Banca: Prof. Dr. Johildo Salomão F. Barbosa - IGEO/UFBA – Orientador, Profa. Dra. Jailma Santos de Souza - IGEO/ UFBA, Dra. Adriana Almeida de Peixoto – CBPM.

Resumo: O afloramento rochoso do Jardim de Alah, no Costa Azul, bairro da cidade de Salvador, Bahia, encontra-se no contexto tectônico do Cráton do São Francisco, inserido na parte sul do cinturão móvel denominado de Faixa Salvador-Esplanada. Essa faixa se estende desde Salvador até a cidade de Boquim em Sergipe, e é constituída por rochas metamórficas de médio a alto grau. Com base em estudos de campo e petrográficos no afloramento do Jardim de Alah foram identificadas cinco unidades litotípicas: granulitos monzocharnockíticos; granulitos alumino-magnesianos; diques máficos; monzo-siengranitos e sedimentos recentes. Os granulitos alumino-magnesianos são rochas paraderivadas com mais de 10% de granada, perfazendo cerca de 12% da área, e ocupam a parte oeste do mapa. Os granulitos monzocharnockíticos são rochas ortoderivadas que compreendem uma faixa na parte central e leste da área, cobrindo cerca de 75% do afloramento.
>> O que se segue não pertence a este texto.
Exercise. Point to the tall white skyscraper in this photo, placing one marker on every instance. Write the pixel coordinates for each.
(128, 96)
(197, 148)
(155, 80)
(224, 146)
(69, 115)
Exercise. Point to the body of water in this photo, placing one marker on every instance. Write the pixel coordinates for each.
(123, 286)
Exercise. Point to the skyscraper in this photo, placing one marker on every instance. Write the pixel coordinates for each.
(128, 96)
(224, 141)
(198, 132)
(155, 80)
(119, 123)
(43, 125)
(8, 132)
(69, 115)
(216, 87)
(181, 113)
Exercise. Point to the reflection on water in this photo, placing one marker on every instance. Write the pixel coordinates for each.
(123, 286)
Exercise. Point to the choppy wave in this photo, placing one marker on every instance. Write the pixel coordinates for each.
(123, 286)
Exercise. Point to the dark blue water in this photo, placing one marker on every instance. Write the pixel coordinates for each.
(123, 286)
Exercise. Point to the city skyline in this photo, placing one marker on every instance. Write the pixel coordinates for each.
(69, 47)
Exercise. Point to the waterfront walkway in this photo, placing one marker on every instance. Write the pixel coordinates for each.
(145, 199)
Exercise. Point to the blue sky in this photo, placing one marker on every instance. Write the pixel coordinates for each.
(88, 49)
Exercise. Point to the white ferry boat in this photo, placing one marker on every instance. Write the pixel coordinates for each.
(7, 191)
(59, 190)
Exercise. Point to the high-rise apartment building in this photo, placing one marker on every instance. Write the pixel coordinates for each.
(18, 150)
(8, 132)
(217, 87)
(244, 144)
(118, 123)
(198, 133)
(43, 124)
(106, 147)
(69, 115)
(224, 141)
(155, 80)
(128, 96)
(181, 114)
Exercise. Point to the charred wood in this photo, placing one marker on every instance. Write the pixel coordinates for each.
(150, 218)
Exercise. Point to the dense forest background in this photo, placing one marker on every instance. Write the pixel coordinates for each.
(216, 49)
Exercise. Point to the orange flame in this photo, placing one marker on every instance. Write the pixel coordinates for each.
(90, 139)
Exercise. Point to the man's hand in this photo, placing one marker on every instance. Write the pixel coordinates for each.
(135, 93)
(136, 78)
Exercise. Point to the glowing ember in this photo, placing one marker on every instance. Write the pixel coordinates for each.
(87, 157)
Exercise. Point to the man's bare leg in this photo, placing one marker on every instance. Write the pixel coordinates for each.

Os monzo-sienogranitos encontram-se a sudoeste do afloramento, correspondendo cerca de 8% do total das rochas em foco. Com textura afanítica a fanerítica e cor preta esverdeada, os diques máficos se apresentam como corpos tabulares na parte central da área do afloramento e corresponde a cerca de 5% das rochas aflorantes. Os sedimentos recentes são representados pela areia de praia no entorno do afloramento rochoso, mais expressamente nas porções extremas do leste e oeste no mapa. Considera-se que esse estudo vai contribuir para o conhecimento geológico da parte sul da faixa acima referida e da região metropolitana de Salvador.

Palavras-chave: granulitos, petrografia, Jardim de Alah, Salvador, Bahia.